The SC-400 is moderately difficult among Microsoft security certifications. The challenge isn't conceptual complexity — it's the breadth of Microsoft Purview features you need to know. Most candidates with DLP or compliance experience pass with 6-8 weeks of focused study and hands-on practice.
What's the difference between SC-400 and SC-900?
The SC-900 is a fundamentals exam covering basic security, compliance, and identity concepts. The SC-400 is associate-level, focused specifically on information protection and data governance using Microsoft Purview. SC-900 is the introduction; SC-400 is the deep dive into compliance implementation.
Do I need access to Microsoft Purview to study for SC-400?

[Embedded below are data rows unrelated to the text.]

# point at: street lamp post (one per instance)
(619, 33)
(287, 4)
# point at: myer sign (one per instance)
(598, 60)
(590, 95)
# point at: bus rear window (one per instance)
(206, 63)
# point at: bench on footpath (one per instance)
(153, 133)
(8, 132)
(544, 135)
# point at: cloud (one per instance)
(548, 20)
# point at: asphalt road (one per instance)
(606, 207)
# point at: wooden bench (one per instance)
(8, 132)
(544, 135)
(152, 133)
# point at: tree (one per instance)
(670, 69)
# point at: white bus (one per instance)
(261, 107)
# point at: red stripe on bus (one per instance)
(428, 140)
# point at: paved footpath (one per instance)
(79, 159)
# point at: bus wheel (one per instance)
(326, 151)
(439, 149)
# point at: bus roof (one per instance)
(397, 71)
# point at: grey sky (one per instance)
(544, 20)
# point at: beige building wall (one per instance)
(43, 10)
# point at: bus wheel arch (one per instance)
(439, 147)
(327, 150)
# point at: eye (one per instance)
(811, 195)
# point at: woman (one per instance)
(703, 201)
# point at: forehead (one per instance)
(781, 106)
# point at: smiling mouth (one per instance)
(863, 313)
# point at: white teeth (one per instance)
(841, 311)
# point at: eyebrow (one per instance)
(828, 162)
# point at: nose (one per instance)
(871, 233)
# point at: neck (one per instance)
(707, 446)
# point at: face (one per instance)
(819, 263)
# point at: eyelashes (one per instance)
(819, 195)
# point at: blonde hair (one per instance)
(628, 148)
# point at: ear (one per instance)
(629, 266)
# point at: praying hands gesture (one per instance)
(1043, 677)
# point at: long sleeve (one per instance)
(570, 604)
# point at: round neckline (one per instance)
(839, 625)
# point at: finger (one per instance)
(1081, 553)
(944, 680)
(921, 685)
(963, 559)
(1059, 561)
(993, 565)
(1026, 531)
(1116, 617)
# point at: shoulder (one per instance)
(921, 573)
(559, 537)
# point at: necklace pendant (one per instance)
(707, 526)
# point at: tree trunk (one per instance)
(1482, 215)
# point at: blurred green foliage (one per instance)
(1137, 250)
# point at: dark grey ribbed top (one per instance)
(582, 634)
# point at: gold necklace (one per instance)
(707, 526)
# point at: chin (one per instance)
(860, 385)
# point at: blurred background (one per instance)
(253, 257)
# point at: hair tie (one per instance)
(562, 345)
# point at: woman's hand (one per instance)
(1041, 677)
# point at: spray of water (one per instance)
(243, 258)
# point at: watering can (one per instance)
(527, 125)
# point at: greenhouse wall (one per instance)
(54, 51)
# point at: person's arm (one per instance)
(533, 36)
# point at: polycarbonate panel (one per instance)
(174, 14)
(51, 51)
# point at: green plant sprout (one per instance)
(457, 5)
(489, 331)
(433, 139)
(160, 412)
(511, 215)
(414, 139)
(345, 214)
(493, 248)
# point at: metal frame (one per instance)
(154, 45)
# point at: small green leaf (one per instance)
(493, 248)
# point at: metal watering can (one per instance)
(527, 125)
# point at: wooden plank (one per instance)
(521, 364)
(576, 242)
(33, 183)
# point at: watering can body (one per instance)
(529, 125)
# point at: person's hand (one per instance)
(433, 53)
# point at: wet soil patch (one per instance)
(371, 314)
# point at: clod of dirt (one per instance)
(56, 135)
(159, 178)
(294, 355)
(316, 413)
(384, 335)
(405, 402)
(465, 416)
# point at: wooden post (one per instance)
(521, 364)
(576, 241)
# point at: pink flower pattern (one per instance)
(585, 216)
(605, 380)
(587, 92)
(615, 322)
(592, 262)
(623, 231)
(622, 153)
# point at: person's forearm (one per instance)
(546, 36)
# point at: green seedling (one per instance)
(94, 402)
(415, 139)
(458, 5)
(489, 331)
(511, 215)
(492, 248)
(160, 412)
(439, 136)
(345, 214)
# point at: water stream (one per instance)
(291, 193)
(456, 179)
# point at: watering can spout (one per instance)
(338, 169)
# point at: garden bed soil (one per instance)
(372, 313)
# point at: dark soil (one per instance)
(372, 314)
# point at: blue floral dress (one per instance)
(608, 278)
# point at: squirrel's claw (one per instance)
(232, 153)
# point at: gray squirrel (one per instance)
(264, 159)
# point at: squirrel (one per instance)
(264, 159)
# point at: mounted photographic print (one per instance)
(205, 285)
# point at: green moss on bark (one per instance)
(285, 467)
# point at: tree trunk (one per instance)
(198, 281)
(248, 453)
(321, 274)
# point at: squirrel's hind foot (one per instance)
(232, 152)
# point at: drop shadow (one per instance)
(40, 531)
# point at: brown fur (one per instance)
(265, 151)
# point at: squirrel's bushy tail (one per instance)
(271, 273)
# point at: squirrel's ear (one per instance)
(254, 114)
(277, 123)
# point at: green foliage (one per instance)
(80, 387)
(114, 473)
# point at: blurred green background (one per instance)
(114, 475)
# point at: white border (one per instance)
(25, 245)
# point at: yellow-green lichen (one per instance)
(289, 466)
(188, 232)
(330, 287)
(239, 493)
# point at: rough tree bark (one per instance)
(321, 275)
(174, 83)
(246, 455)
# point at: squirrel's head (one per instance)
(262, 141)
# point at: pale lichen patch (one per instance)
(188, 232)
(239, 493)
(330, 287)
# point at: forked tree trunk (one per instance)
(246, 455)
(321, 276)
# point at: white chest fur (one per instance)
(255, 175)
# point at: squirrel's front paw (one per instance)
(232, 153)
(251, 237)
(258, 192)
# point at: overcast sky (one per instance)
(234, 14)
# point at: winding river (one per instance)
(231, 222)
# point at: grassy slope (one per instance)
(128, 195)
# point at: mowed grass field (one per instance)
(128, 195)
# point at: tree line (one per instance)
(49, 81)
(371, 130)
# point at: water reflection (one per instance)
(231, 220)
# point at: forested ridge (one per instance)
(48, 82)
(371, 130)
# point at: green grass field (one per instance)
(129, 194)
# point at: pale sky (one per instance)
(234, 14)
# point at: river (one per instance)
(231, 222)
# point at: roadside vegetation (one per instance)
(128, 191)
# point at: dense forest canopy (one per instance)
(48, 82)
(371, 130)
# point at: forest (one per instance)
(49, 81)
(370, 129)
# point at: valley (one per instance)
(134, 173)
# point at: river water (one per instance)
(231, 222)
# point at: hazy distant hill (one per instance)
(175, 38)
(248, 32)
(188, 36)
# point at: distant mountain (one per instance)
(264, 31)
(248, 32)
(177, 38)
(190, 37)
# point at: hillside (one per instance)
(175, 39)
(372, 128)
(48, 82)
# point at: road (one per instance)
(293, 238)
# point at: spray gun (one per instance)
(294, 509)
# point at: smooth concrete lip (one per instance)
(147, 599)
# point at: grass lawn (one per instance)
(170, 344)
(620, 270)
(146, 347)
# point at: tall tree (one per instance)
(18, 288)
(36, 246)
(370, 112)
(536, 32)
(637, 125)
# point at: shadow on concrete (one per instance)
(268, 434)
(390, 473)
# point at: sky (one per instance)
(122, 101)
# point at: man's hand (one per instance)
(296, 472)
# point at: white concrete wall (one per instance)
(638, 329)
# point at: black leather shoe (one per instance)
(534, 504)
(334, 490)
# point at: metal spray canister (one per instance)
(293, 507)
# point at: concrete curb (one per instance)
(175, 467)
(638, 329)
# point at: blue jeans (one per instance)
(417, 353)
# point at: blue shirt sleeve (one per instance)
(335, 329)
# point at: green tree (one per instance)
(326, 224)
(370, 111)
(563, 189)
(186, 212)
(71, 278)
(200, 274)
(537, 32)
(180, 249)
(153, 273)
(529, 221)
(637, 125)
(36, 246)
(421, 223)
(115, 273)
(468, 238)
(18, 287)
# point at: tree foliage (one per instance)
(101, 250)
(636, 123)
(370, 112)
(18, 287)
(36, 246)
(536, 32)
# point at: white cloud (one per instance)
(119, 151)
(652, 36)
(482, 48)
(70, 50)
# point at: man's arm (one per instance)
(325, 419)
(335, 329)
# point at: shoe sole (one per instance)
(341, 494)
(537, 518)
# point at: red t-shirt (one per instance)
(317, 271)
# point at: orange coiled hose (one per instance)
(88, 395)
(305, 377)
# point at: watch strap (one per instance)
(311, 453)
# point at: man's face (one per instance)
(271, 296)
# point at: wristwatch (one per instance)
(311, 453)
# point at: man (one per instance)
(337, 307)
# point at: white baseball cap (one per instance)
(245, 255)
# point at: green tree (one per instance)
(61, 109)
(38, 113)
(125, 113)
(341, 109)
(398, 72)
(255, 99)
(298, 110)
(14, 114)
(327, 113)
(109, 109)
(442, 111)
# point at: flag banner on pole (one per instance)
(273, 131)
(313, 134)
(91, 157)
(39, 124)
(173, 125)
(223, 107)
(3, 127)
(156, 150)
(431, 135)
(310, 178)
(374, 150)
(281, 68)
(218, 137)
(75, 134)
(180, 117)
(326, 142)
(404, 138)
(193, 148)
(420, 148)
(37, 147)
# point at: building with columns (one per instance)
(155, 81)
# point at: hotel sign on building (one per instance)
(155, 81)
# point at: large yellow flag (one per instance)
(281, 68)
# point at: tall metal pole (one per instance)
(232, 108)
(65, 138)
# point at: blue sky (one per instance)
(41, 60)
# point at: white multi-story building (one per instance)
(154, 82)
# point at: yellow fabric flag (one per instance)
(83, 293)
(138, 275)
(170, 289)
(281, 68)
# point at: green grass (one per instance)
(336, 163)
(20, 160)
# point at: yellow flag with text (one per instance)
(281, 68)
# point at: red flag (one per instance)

Strongly recommended. While you can technically pass with theory alone, hands-on experience with sensitivity labels, DLP policies, and retention configurations makes scenario questions much easier. A Microsoft 365 E5 trial gives you 30 days of full Purview access at no cost.
Is the SC-400 worth it for my career in 2026?
Yes, especially with GDPR, privacy regulations, and data protection requirements expanding globally. Organizations need people who can implement information protection. SC-400 certified professionals earn $95,000-$135,000 USD on average, with strong job growth projected through 2028.
What certifications pair well with SC-400?
The SC-400 pairs naturally with AZ-500 (Azure Security Engineer) and SC-300 (Identity and Access Administrator). Together they cover the full Microsoft security stack. For a compliance career, start with SC-900, then SC-400, then build toward the Security Administrator Expert path.